This fall, I was part of the Diplomacy Lab project through the Department of Entrepreneurship. The Diplomacy Lab is a public-private partnership through the U.S. State Department to utilize university students and courses to increase innovation in solving foreign policy challenges. The State Department will post the project proposal, and university professors can apply to host the project.
Two professors from Entrepreneurship applied and were selected to supervise a project this semester, and it immediately piqued my interest when I learned of the topic. The objective was investigating how the State Department can increase employment in Pakistan’s Punjab region through entrepreneurship. I applied and became one of seven students working on the project.

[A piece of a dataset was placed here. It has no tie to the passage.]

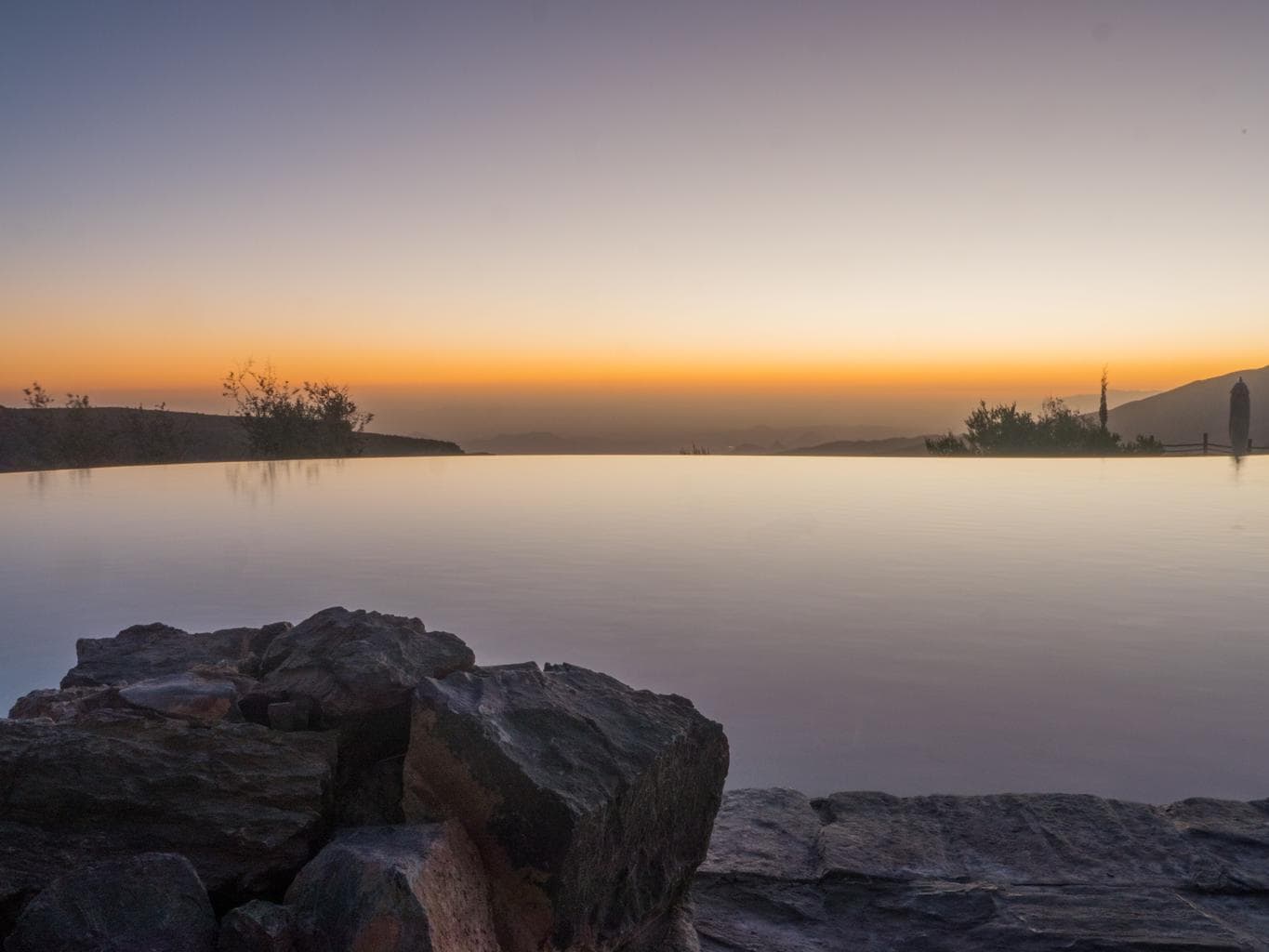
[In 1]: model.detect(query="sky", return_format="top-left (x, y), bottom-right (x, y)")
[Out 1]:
top-left (0, 0), bottom-right (1269, 438)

We began the research by splitting into two teams and building entrepreneurial ecosystem canvases of the U.S. and of Pakistan to see if there were resources we had here that we could export. From there, we began benchmarking and forming our recommendations, and we spent the last two weeks typing a large document and building a website that shared our findings.
Entrepreneurship is not seen as a career option for many in Pakistan, as they want the prestige and security that comes from having a job with a regular paycheck and more stability. This is true of many in the U.S. as well, although our history of successful entrepreneurs does inspire many young people to follow that track.
The group of researchers were a blast to work with, and I tremendously enjoyed getting to know a couple more professors in my department at the same time! I learned a lot about entrepreneurship and consulting throughout this project, and I know it will benefit me as I go on to be a consultant in my future.